According to recently released data from US Customs and Border Protection, numbers of Cubans who seek access to the United States through ports of entry at the southern border have been back on the rise. In fiscal year 2013, 13,664 Cubans entered through there, as opposed to 8,273 in 2012 - the biggest one-year leap in nine years. In 2011 that number was 5,973. Before that, the highest number was in 2008, when 10,030 Cubans used the Mexican border to enter the United States. Under the 1995 accord, the United States can grant up to 20,000 visas to Cubans per year.

Café Fuerte notes that the rise in numbers seems to be evidence that Cuba's January reform of its immigration system, which did away with a former requirement that citizens be awarded a "white card" or exit visa as well as an invitation from the country to which they sought to travel in order to be able to legally do so, has probably encouraged unauthorized immigration out of that country.
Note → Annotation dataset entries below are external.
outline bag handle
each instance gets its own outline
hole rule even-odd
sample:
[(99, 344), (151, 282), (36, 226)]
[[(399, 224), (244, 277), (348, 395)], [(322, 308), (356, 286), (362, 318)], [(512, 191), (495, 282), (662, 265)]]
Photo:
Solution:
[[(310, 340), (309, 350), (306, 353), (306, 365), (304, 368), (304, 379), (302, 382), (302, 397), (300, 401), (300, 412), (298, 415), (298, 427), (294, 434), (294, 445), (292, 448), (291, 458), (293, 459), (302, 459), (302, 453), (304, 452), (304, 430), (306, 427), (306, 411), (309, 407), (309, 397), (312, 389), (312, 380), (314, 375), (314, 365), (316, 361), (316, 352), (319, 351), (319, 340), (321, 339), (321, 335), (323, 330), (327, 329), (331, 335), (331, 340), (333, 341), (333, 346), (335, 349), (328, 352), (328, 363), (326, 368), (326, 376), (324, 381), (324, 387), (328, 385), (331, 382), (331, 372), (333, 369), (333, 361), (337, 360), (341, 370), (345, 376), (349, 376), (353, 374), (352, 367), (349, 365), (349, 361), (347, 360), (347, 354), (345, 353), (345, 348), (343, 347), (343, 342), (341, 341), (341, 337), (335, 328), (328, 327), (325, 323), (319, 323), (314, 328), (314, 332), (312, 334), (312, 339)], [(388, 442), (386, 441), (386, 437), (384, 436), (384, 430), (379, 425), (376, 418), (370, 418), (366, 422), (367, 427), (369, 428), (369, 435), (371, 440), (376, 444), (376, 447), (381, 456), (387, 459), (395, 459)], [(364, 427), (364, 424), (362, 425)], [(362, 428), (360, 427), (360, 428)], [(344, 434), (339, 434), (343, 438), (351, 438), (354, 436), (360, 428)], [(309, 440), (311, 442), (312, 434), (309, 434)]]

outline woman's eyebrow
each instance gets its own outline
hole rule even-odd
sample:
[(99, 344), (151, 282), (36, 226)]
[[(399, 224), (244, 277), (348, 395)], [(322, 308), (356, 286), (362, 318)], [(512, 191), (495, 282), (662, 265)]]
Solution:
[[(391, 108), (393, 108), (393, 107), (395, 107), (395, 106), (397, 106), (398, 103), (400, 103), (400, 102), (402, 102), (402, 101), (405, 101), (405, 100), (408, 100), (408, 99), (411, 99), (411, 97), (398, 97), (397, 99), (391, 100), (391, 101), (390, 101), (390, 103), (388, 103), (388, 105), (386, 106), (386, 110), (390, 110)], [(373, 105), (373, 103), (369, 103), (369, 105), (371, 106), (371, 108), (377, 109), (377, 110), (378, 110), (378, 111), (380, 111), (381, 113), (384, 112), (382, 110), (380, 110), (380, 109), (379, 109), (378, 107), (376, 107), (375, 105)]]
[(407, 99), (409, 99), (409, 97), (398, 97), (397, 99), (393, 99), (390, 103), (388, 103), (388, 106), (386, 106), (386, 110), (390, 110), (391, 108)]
Willy Allen, a Miami immigration lawyer, told the site, "The overwhelming majority of Cubans who cross the Mexican border are people younger than 40 who have had a tough time obtaining a visa to go to the US and are seeking to leave for any country, because they don't see a future for themselves in Cuba."

Some of them who can prove their grandparents emigrated to Cuba from Spain have been the beneficiaries of the Law of Historical Memory, which since December 2008 has let over 100,000 Cubans become naturalized Spanish citizens. That citizenship gives them a leg up for entering the US, too - those who have it can fly to Mexico with their Spanish passport and present themselves to CBP agents at the US border. Others who don't have Spanish citizenship often travel first to countries in Central America and Ecuador before smugglers lead them up to the US border.